OpenAI’s Whisper API for Transcription and Translation
Illustration by Creator | Supply: flaticon


Did you accumulate a number of recordings, however you don’t have any power to begin to pay attention and transcribe them? After I was nonetheless a scholar, I do not forget that I needed to battle each day with listening hours and hours of recorded classes and most of my time was taken away from transcription. Moreover, it wasn’t my native language and I needed to drag each sentence into google translate to transform it into Italian.

Now, guide transcription and translation are solely a reminiscence. The well-known analysis firm for ChatGPT, OpenAI, launched Whisper API for speech-to-text dialog! With a couple of strains of Python code, you’ll be able to name this highly effective speech recognition mannequin,  get the thought off of your thoughts and give attention to different actions, like making apply with information science tasks and enhancing your portfolio. Let’s get began!



Whisper is a mannequin primarily based on neural networks developed by OpenAI to resolve speech-to-text duties. It belongs to the GPT-3 household and has grow to be highly regarded for its means to transcribe audio into textual content with very excessive accuracy.
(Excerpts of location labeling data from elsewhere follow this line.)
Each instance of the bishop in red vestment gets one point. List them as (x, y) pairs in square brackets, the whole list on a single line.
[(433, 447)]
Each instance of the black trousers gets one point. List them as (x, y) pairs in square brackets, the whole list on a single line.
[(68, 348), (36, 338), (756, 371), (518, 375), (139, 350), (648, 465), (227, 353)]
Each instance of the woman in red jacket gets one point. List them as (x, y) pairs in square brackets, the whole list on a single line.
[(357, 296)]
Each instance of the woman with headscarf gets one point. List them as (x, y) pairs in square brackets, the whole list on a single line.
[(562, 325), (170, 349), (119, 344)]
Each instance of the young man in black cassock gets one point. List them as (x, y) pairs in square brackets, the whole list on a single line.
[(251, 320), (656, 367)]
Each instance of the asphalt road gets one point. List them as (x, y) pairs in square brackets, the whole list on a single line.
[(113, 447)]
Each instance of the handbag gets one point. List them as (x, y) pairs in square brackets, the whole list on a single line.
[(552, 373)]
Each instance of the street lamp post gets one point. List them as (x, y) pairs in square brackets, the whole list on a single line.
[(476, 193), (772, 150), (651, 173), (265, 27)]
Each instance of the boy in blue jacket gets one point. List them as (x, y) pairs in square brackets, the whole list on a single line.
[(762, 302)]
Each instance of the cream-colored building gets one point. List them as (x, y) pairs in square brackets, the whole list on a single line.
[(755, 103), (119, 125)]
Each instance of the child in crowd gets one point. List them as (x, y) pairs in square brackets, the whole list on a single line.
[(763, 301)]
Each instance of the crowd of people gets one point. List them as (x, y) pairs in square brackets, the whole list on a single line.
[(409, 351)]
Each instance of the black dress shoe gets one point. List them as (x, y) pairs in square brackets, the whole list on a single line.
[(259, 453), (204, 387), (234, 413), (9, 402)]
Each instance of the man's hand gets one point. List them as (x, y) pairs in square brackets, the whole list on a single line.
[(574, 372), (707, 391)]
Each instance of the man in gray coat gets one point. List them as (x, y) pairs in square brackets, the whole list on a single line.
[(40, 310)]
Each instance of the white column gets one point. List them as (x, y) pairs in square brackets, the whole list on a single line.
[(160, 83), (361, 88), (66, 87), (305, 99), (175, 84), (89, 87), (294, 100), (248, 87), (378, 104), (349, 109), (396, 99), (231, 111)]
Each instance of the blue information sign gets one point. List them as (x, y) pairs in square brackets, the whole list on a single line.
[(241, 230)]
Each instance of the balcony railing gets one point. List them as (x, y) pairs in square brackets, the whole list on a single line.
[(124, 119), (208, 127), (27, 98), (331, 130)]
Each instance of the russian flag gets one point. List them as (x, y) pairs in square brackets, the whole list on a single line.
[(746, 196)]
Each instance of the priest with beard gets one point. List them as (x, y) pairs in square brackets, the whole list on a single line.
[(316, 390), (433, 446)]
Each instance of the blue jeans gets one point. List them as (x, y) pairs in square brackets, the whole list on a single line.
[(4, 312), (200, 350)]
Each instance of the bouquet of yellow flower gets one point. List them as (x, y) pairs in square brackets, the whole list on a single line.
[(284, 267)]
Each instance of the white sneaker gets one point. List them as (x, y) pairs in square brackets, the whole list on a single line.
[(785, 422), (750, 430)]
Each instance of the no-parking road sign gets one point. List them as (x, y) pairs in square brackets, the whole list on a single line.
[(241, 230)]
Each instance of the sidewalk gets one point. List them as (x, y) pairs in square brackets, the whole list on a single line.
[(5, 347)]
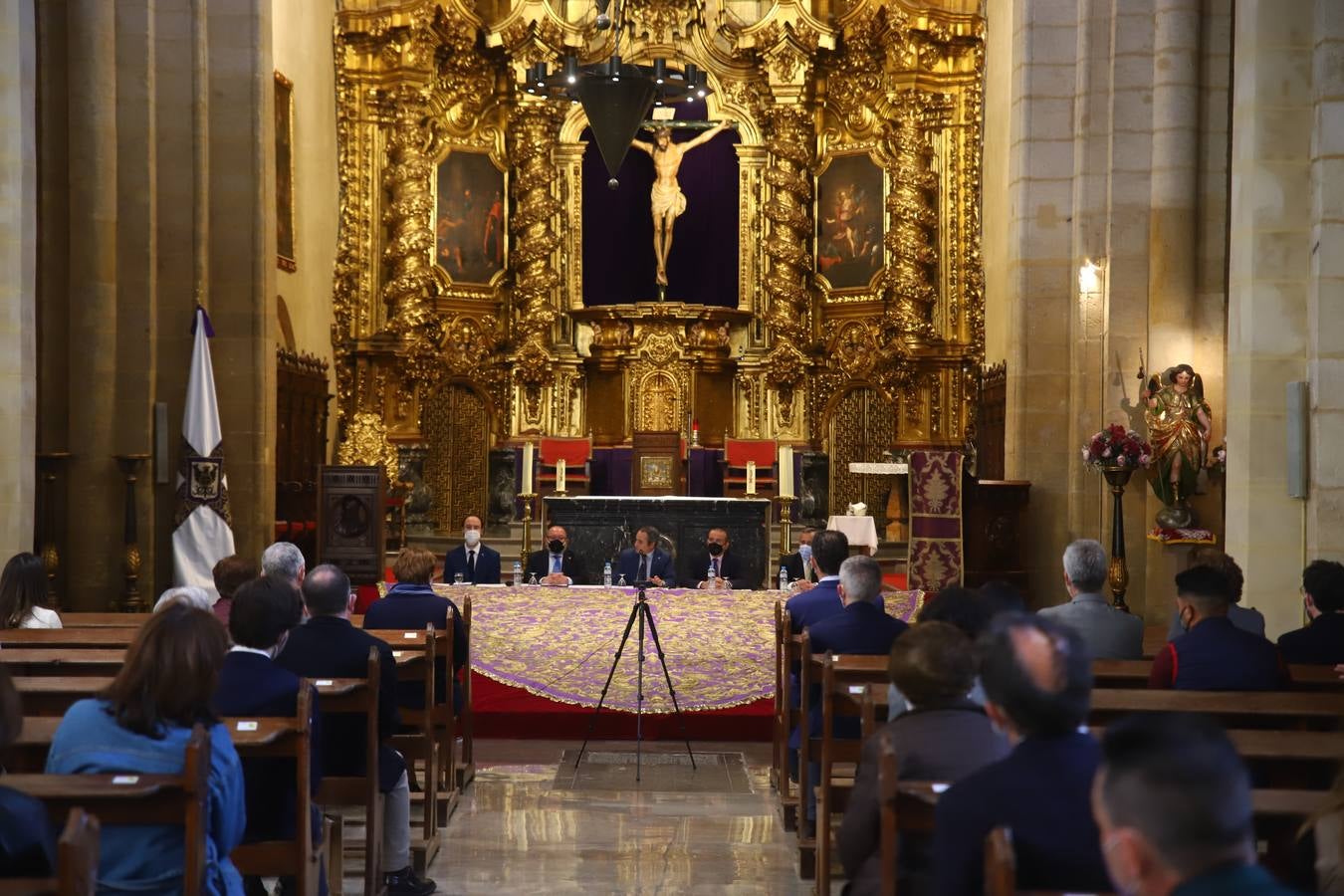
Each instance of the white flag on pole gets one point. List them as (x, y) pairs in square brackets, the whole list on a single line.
[(202, 537)]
It doesn’t restrict dealing with English, however its means is prolonged to greater than 50 languages. If you’re to grasp in case your language is included, verify here. Moreover, it will possibly translate any language audio into English.

Like different OpenAI merchandise, there may be an API to get entry to those speech recognition companies, permitting builders and information scientists to combine Whisper into their platforms and apps. 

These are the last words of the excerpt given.